Basterebbe, almeno su questo tema, cancellare ipocrisia e doppiopesismi
Lungi da noi, allora, replicare quel becero giustizialismo quando tocca agli altri: l’Inter e i suoi tesserati non sono indagati e nessuno auspica chissà quali sentenze. Si tratta di una piaga di ordine pubblico che per prime le autorità dovrebbero aiutare ad affrontare, non lasciando sole le società.

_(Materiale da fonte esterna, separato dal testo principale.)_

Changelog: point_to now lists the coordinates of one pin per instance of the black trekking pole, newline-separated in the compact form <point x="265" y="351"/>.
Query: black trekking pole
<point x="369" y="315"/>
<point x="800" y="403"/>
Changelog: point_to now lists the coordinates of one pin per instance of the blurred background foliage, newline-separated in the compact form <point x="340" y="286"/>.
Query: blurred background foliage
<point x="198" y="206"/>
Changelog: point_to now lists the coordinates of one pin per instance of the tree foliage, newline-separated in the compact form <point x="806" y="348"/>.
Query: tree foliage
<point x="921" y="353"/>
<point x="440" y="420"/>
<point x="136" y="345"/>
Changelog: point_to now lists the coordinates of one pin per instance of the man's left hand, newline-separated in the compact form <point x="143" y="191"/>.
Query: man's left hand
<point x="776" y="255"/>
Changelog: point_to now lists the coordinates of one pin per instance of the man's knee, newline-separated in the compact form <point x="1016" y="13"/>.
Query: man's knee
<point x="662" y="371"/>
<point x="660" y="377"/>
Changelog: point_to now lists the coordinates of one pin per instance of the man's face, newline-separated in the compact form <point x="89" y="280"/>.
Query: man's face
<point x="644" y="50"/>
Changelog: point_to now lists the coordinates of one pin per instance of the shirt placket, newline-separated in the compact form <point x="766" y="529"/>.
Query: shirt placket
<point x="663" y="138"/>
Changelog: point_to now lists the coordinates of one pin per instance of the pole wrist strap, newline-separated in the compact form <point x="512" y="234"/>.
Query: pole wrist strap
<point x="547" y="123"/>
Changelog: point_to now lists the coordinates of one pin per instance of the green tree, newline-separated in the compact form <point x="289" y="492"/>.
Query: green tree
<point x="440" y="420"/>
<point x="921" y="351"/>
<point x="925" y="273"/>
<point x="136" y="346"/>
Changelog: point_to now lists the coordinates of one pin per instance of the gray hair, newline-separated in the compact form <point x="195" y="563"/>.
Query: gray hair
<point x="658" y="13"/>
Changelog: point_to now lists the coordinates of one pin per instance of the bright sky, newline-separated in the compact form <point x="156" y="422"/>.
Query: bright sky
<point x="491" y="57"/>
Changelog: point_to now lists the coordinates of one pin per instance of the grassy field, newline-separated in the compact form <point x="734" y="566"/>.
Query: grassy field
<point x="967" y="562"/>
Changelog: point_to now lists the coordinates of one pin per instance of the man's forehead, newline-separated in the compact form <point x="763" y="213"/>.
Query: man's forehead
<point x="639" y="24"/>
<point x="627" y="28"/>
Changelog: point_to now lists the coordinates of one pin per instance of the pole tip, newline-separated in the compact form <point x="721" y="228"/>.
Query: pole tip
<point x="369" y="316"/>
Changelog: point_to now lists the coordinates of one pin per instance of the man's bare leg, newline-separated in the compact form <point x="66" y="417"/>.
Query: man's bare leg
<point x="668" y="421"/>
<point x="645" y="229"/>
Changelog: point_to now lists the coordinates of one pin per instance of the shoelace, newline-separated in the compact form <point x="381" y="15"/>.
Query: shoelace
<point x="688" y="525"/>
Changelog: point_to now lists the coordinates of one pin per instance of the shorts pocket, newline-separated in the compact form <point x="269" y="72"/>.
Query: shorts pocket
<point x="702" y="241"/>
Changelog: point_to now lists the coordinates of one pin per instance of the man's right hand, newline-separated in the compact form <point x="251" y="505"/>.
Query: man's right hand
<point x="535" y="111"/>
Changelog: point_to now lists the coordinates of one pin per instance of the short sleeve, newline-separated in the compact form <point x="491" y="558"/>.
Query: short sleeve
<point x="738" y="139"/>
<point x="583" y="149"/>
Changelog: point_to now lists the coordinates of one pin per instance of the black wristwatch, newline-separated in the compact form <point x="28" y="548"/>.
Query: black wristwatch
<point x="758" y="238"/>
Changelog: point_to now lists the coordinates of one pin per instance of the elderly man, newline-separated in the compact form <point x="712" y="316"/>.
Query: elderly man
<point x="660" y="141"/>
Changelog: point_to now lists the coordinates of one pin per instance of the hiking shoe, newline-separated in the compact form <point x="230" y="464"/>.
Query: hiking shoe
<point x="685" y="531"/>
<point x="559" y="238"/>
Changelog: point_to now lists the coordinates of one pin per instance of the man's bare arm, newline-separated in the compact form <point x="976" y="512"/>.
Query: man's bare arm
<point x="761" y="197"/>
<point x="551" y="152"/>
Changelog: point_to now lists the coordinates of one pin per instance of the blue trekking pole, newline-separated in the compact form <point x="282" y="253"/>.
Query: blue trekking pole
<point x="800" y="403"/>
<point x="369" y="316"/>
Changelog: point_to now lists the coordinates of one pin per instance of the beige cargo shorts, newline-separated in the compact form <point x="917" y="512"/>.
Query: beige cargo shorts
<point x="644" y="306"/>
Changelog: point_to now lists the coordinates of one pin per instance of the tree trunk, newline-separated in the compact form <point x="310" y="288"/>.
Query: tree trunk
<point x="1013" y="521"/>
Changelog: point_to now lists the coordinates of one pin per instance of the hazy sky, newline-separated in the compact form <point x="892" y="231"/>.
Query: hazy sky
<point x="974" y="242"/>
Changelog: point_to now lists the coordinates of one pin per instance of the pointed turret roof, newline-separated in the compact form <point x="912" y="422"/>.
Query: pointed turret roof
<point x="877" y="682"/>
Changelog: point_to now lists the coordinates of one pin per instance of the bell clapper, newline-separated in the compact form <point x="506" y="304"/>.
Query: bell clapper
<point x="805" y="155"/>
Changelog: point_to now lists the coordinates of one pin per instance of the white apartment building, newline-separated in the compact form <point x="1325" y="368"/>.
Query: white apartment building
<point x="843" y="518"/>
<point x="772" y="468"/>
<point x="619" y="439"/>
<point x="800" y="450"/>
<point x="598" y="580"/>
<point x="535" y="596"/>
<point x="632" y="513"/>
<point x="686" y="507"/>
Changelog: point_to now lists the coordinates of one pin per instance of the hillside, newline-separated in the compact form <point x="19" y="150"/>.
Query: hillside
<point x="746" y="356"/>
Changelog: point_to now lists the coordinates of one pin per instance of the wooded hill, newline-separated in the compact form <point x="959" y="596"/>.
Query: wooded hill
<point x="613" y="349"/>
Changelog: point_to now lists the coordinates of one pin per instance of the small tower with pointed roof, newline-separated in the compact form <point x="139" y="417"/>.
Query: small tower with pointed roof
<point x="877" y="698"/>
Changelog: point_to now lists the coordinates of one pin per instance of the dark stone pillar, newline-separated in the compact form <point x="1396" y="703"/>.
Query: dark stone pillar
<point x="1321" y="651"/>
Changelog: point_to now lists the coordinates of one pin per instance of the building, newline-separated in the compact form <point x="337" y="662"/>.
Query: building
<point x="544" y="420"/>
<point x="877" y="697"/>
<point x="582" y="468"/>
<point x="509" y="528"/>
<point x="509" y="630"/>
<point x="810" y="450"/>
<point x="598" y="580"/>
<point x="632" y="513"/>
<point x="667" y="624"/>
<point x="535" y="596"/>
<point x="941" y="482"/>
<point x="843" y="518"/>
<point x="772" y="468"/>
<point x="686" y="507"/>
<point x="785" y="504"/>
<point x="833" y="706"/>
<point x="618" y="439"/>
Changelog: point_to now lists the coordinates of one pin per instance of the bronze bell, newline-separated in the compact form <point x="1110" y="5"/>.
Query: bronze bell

Basterebbe, però, almeno su questo tema, cancellare ipocrisia e doppiopesismi: la questione già sgonfiata su tanti media, affrontata su carta stampata e tv come il rapporto tra la società e gli “ultrà”, come se non vi fosse anche il collegamento con la criminalità organizzata, come se quanto scritto anni fa sulla Juve oggi non valesse più; l’articolo 4 sulla slealtà sportiva che – direbbe l’artista - “po’ esse piuma e po’ esse fero”: due anni fa è stato “fero”, oggi pare diventato “piuma”; gli inviti plurimi da parte delle istituzioni sportive alla cautela, dopo anni in cui questo termine era stato abolito dalla giustizia sportiva; la corsa a definire le società coinvolte “parti lese”, non gradita perfino da Nando Dalla Chiesa, interista, che le istituzioni le conosce più di tutti noi e si pone domande come una mosca bianca in un mare di silenzio e indifferenza dal fronte dei solitamente attivissimi e loquaci comunicatori e vip nerazzurri (illustri direttori di testate giornalistiche compresi); il tifo palesato dal procuratore perfino in conferenza stampa, il focus da spostare; l'allenatore che spiega di non avere mai subito minacce dai capi ultras, semplicemente spingeva con la società per dare più biglietti del consentito e avere più tifo - aggirando dunque le norme della giustizia sportiva -, ma trova comunque uno spazio minimo in prima pagina, perché a quanto pare la questione ha già perso interesse.